WOLFRAM

Wolfram Summer School

Alumni

Jalil Villalobos Alva

Science and Technology

Class of 2019

Bio

Jalil Villalobos graduated with a degree in engineering physics from the Universidad Iberoamericana in Mexico City. His research background is comprised of quantum physics, bionformatics, proteomics and protein design. His academic interests cover the topics of quantum technology, bioinformatics, machine learning, stochastic processes and space engineering. During his idle hours he likes to play soccer, swim and listen to music.
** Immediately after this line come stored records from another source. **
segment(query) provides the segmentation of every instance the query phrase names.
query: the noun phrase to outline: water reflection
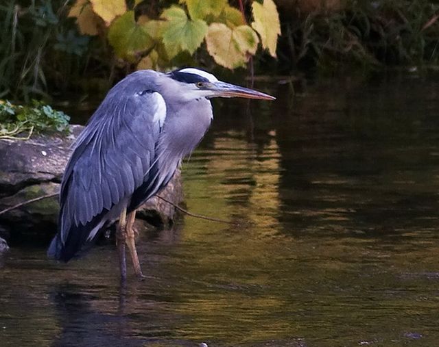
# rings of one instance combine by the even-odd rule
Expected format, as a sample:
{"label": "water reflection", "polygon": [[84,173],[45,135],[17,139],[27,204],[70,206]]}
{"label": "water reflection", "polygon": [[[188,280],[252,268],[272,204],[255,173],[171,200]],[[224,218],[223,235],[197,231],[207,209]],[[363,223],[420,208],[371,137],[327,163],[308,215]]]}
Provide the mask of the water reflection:
{"label": "water reflection", "polygon": [[121,290],[113,245],[67,266],[11,250],[0,344],[436,346],[438,81],[216,101],[184,163],[187,201],[236,224],[185,217],[143,235],[147,281]]}

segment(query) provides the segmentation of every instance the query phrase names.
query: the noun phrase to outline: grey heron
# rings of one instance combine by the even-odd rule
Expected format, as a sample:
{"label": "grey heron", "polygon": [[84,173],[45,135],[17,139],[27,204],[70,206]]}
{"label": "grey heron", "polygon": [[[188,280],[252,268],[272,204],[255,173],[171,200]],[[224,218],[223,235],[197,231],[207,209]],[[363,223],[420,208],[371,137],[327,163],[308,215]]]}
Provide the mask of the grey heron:
{"label": "grey heron", "polygon": [[217,97],[275,99],[194,68],[139,70],[116,84],[76,140],[49,257],[68,261],[119,218],[121,278],[126,277],[126,245],[135,274],[143,277],[133,230],[136,209],[167,185],[202,140],[213,119],[209,99]]}

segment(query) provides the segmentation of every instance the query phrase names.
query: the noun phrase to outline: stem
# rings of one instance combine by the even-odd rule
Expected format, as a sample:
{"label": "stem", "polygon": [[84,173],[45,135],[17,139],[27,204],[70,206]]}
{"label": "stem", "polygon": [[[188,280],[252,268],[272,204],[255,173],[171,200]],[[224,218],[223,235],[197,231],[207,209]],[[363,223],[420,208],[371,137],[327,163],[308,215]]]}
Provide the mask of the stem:
{"label": "stem", "polygon": [[21,207],[21,206],[24,206],[25,205],[27,205],[31,203],[35,203],[36,201],[39,201],[40,200],[43,200],[43,198],[51,198],[53,196],[56,196],[59,193],[48,194],[46,195],[43,195],[42,196],[38,196],[38,198],[27,200],[26,201],[23,201],[23,203],[20,203],[19,204],[14,205],[14,206],[11,206],[10,207],[8,207],[7,209],[2,209],[1,211],[0,211],[0,215],[3,214],[5,214],[6,212],[8,212],[9,211],[11,211],[12,209],[18,209],[19,207]]}

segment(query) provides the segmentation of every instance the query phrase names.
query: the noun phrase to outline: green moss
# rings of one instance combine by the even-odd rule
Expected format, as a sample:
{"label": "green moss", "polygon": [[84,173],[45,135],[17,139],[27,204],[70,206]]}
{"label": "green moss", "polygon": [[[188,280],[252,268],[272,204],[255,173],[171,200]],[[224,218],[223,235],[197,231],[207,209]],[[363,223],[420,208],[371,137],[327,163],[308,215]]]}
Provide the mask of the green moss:
{"label": "green moss", "polygon": [[45,103],[32,101],[29,105],[0,100],[0,138],[29,138],[33,132],[69,133],[70,117]]}

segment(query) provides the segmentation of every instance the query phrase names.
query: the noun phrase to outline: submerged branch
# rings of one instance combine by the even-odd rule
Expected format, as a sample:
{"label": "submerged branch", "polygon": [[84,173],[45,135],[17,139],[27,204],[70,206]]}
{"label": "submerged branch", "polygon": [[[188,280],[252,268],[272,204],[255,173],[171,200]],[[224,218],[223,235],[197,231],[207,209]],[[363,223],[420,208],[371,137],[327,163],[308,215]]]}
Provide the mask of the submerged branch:
{"label": "submerged branch", "polygon": [[0,211],[0,215],[3,214],[5,214],[12,209],[18,209],[19,207],[21,207],[21,206],[24,206],[25,205],[27,205],[32,203],[35,203],[36,201],[39,201],[40,200],[43,200],[47,198],[52,198],[54,196],[56,196],[59,193],[52,193],[48,194],[46,195],[43,195],[41,196],[38,196],[38,198],[32,198],[30,200],[27,200],[26,201],[23,201],[23,203],[20,203],[19,204],[14,205],[14,206],[11,206],[10,207],[8,207],[7,209],[2,209]]}
{"label": "submerged branch", "polygon": [[[8,207],[7,209],[0,210],[0,215],[5,214],[6,212],[9,212],[10,211],[12,211],[12,209],[18,209],[19,207],[21,207],[22,206],[25,206],[25,205],[28,205],[29,203],[35,203],[36,201],[39,201],[40,200],[43,200],[43,199],[47,198],[53,198],[54,196],[56,196],[58,194],[60,194],[60,193],[59,192],[56,192],[56,193],[48,194],[46,194],[46,195],[43,195],[41,196],[38,196],[38,198],[32,198],[30,200],[27,200],[25,201],[23,201],[23,203],[20,203],[19,204],[14,205],[14,206],[11,206],[10,207]],[[156,196],[158,198],[160,198],[160,199],[163,200],[163,201],[165,201],[165,203],[174,206],[178,211],[180,211],[184,213],[185,214],[187,214],[187,216],[189,216],[191,217],[194,217],[195,218],[204,219],[206,220],[211,220],[212,222],[220,222],[220,223],[235,224],[233,222],[230,222],[229,220],[225,220],[224,219],[220,219],[220,218],[212,218],[212,217],[206,217],[206,216],[202,216],[200,214],[196,214],[191,213],[189,211],[181,208],[178,205],[174,204],[173,202],[169,201],[167,199],[165,199],[163,196],[161,196],[160,195],[156,195]]]}
{"label": "submerged branch", "polygon": [[163,196],[161,196],[160,195],[156,195],[156,196],[157,196],[158,198],[163,200],[165,203],[169,203],[169,205],[171,205],[176,209],[177,209],[178,211],[180,211],[184,213],[185,214],[187,214],[187,216],[189,216],[191,217],[194,217],[195,218],[204,219],[206,220],[211,220],[212,222],[218,222],[220,223],[235,224],[233,222],[230,222],[230,220],[226,220],[220,219],[220,218],[212,218],[212,217],[206,217],[206,216],[202,216],[201,214],[193,214],[193,213],[189,212],[189,211],[180,207],[178,205],[174,204],[171,201],[169,201],[169,200],[165,199],[165,198],[163,198]]}

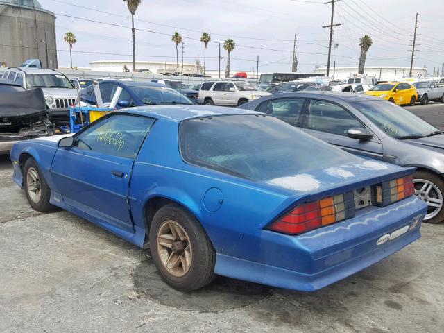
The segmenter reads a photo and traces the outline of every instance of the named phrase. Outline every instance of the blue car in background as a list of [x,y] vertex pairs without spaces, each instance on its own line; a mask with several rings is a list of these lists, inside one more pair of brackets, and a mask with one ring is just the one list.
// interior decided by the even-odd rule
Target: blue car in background
[[[99,83],[103,103],[110,103],[117,87],[122,92],[116,108],[133,108],[142,105],[161,105],[173,104],[193,104],[188,98],[164,85],[152,82],[119,81],[104,80]],[[80,90],[80,101],[93,105],[97,105],[94,87]]]
[[156,79],[151,80],[151,82],[156,82],[157,83],[160,83],[161,85],[164,85],[166,87],[169,87],[171,89],[177,90],[180,94],[182,94],[188,97],[193,101],[194,104],[197,104],[197,98],[199,94],[198,90],[189,89],[189,87],[187,85],[182,83],[180,81],[178,81],[176,80]]
[[240,109],[123,110],[74,135],[19,142],[10,157],[33,209],[149,245],[164,280],[186,291],[215,274],[316,290],[419,238],[427,212],[413,168]]

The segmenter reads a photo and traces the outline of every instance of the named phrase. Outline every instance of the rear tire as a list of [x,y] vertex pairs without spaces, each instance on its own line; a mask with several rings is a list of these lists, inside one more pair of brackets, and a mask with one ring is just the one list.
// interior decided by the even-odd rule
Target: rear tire
[[192,291],[215,277],[216,253],[200,223],[180,205],[160,208],[150,227],[153,261],[163,280],[181,291]]
[[40,169],[33,157],[26,160],[23,172],[23,182],[28,202],[37,212],[50,212],[56,207],[49,203],[51,189]]
[[444,220],[444,180],[436,173],[420,170],[413,174],[413,183],[415,193],[420,199],[428,205],[441,205],[439,207],[429,205],[424,222],[432,224],[442,222]]
[[214,105],[214,102],[213,102],[213,100],[211,99],[207,99],[203,102],[203,104],[205,105]]

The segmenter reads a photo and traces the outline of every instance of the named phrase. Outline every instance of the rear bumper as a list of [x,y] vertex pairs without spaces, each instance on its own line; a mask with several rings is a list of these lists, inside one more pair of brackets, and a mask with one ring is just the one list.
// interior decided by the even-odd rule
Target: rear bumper
[[[414,196],[384,208],[366,208],[353,219],[298,237],[264,230],[262,262],[218,254],[214,271],[264,284],[313,291],[359,272],[418,239],[426,210],[424,203]],[[403,228],[408,231],[388,240],[387,235],[394,236],[393,232]]]

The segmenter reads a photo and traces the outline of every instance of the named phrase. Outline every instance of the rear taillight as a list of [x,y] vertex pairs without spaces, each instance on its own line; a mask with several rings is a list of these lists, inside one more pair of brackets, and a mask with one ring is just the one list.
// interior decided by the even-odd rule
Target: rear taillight
[[298,206],[268,226],[268,229],[298,234],[355,215],[353,192],[324,198]]
[[413,176],[409,175],[375,185],[373,202],[373,205],[384,207],[414,194]]

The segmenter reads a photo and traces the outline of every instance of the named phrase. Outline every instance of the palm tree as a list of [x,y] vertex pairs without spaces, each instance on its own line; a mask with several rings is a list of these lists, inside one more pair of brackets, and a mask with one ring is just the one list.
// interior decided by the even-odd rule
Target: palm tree
[[130,10],[130,12],[131,13],[131,23],[133,24],[131,28],[133,33],[133,71],[134,71],[136,69],[136,41],[134,33],[134,15],[136,13],[137,7],[139,7],[142,0],[123,0],[123,2],[126,2],[128,9]]
[[76,35],[71,32],[68,32],[65,34],[65,41],[69,44],[69,58],[71,59],[71,69],[72,69],[72,46],[77,42],[77,37]]
[[230,77],[230,53],[236,47],[236,43],[233,40],[227,38],[223,43],[223,49],[227,50],[227,67],[225,69],[225,77]]
[[208,46],[208,43],[211,42],[211,37],[207,33],[203,33],[200,37],[200,42],[203,42],[205,46],[203,49],[203,74],[205,74],[207,69],[207,46]]
[[367,35],[359,40],[359,46],[361,46],[361,56],[359,56],[359,67],[358,67],[358,74],[364,74],[364,69],[366,65],[366,58],[367,51],[373,44],[371,37]]
[[177,60],[177,72],[179,73],[179,51],[178,51],[178,45],[182,42],[182,36],[179,33],[176,31],[173,37],[171,37],[171,40],[174,42],[176,44],[176,58]]

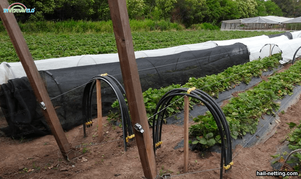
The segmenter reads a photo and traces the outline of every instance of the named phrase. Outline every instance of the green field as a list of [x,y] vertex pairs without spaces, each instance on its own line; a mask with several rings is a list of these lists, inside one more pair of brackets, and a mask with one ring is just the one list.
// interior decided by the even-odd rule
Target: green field
[[[269,35],[279,32],[183,30],[178,31],[133,32],[135,51],[165,48],[206,42]],[[117,52],[113,33],[30,33],[24,36],[33,59],[87,54]],[[0,63],[19,61],[9,37],[0,33]]]

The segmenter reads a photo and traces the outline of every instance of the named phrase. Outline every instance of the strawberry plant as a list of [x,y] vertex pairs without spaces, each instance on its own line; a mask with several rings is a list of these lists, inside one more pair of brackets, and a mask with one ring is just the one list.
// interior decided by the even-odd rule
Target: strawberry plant
[[[232,98],[222,108],[233,138],[241,137],[248,132],[254,134],[257,129],[258,118],[262,114],[274,114],[278,110],[279,104],[274,101],[282,99],[287,94],[291,95],[294,85],[300,84],[301,63],[298,61],[284,72],[268,79],[268,81],[263,81],[253,89],[239,94],[238,97]],[[197,123],[190,127],[191,135],[203,136],[209,133],[217,135],[216,131],[208,126],[212,125],[209,121],[213,120],[210,113],[193,120]],[[295,138],[291,139],[294,140]],[[293,146],[291,146],[292,149],[298,147]]]

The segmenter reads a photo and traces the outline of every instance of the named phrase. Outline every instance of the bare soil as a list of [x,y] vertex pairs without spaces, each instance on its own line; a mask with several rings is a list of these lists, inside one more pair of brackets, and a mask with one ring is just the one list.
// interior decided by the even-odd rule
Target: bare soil
[[[270,156],[283,145],[282,142],[290,131],[286,123],[299,124],[301,100],[279,115],[276,132],[267,140],[250,148],[236,146],[233,151],[234,166],[224,174],[224,178],[277,178],[256,176],[256,172],[275,170],[271,166]],[[87,129],[85,138],[81,127],[65,132],[72,146],[88,145],[75,151],[76,158],[69,161],[63,158],[52,136],[22,140],[0,138],[0,178],[144,178],[135,140],[129,143],[125,152],[122,129],[108,123],[104,125],[104,140],[96,144],[97,124]],[[182,127],[163,125],[163,143],[156,154],[158,174],[170,173],[173,179],[219,178],[219,169],[212,169],[219,168],[220,154],[209,152],[190,151],[188,172],[200,172],[181,175],[183,149],[174,148],[183,139],[183,133]],[[291,178],[294,178],[297,177]]]

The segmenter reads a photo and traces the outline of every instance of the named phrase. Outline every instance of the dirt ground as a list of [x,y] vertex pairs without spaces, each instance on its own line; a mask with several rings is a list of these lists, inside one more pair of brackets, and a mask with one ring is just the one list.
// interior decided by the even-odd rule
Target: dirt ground
[[[301,100],[279,115],[277,132],[264,143],[250,148],[236,146],[234,166],[224,174],[224,178],[277,178],[256,176],[256,171],[274,170],[270,155],[283,145],[281,142],[290,131],[286,123],[299,124]],[[52,136],[22,140],[0,138],[0,179],[144,178],[135,140],[129,142],[125,152],[121,128],[108,123],[104,125],[103,142],[97,144],[96,124],[87,129],[85,138],[81,127],[65,132],[72,146],[88,145],[75,151],[76,158],[69,161],[63,158]],[[174,148],[183,139],[183,133],[182,127],[163,125],[163,143],[156,154],[158,174],[170,173],[172,179],[219,178],[219,169],[212,169],[219,168],[220,154],[214,152],[190,151],[188,172],[193,173],[181,175],[183,149]],[[193,173],[197,172],[200,172]],[[297,177],[291,178],[294,178]]]

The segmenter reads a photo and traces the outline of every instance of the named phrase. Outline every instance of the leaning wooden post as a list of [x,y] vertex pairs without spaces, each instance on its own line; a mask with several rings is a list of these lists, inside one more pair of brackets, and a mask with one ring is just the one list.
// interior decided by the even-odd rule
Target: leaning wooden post
[[126,0],[109,0],[108,2],[132,125],[134,128],[136,127],[134,131],[144,176],[148,179],[154,178],[157,175],[155,154],[135,58]]
[[189,101],[188,97],[184,97],[184,173],[188,171],[188,121]]
[[97,100],[97,130],[98,130],[98,139],[99,142],[102,141],[102,113],[101,112],[101,82],[99,79],[96,80],[96,99]]
[[[9,5],[7,0],[0,1],[1,9],[7,8]],[[0,17],[24,68],[38,101],[43,107],[44,110],[42,110],[43,114],[60,150],[65,159],[70,160],[73,158],[74,154],[71,151],[71,147],[64,133],[60,121],[13,13],[4,13],[0,10]]]

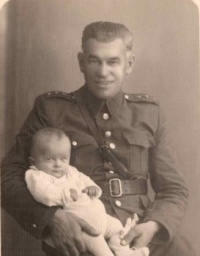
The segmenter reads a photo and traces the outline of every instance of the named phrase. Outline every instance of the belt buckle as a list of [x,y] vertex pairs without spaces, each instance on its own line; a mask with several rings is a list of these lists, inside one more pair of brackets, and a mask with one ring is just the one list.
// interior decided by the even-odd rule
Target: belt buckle
[[[117,181],[118,182],[118,184],[119,184],[119,194],[113,194],[113,190],[112,190],[112,182],[113,181]],[[115,179],[110,179],[109,180],[109,190],[110,190],[110,196],[112,196],[112,197],[120,197],[120,196],[122,196],[122,184],[121,184],[121,180],[120,179],[117,179],[117,178],[115,178]]]

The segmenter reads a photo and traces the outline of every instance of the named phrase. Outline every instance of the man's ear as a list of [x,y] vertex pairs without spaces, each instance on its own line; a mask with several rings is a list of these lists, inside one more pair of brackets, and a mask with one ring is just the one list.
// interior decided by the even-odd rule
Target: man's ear
[[28,161],[30,165],[35,165],[35,160],[33,157],[29,156]]
[[84,73],[84,53],[79,52],[77,55],[78,58],[78,63],[79,63],[79,68],[81,70],[82,73]]
[[129,75],[133,71],[133,67],[135,65],[135,56],[130,54],[127,57],[127,66],[126,66],[126,74]]

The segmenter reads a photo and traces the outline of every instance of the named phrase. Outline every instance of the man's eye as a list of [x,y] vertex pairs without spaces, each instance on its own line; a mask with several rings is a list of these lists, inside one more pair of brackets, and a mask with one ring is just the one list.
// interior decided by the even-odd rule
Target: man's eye
[[53,158],[47,157],[47,161],[52,162]]
[[116,65],[119,64],[119,61],[117,61],[117,60],[109,60],[109,61],[108,61],[108,64],[109,64],[110,66],[116,66]]
[[95,59],[88,60],[89,64],[96,64],[98,61]]

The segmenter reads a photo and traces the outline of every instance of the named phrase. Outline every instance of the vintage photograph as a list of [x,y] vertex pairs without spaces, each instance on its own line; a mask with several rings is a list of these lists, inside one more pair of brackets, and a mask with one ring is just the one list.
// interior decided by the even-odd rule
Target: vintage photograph
[[197,1],[2,1],[2,256],[198,256],[199,45]]

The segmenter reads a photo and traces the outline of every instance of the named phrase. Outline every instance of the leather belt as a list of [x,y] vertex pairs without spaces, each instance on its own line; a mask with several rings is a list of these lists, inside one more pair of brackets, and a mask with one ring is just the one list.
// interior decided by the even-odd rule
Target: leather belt
[[98,181],[96,184],[102,189],[103,195],[120,197],[122,195],[147,194],[147,182],[145,179]]

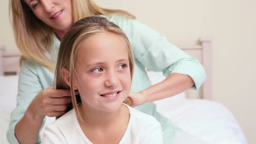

Computational Essay: Protein Data Analysis

Project: Astro Location

Goal

In this project, we determine the coordinates of a configuration of stars, that is, its right ascension and declination, through images of stars using the Wolfram Language. The use of the Wolfram Language was implemented for an image pattern recognition to mark the potential places that correspond specifically with the referenced contents. A triangular mesh for the subject image and the reference image are created, and they are compared to localize the specific pattern. Overall, the project consists of receiving an image of a configuration of stars and returns the coordinates where that set of points is most probably located.

Summary of Results

The program generates an image where the possible location of the given set of stars stands out. With this information, we obtain an approximation of probable zones and extract the name of the star and its respective coordinates.

Future Work

As future work, it is possible to add reference stars, bright guide stars and stars. Consider factors such as the brightness of the stars. The algorithm works, but for specific cases. In this study it was assumed that the stars have the same brightness. If we want to extend the use of the program by adding the concept that some stars are brighter than others, the algorithm fails to find specific patterns since it is not capable of distinguishing the difference, whether one point is brighter than another point. Especially when the neighboring stars are very close, the selection of the configuration close to another neighborhood that seems to be similar may be incorrect. As an alternative to solving the problem, it is possible to create an artificial neural network in which the training parameters would be images that would be associated with the coordinates of where the images were taken. Finally, the network would return as a result the most probable location for that configuration of stars.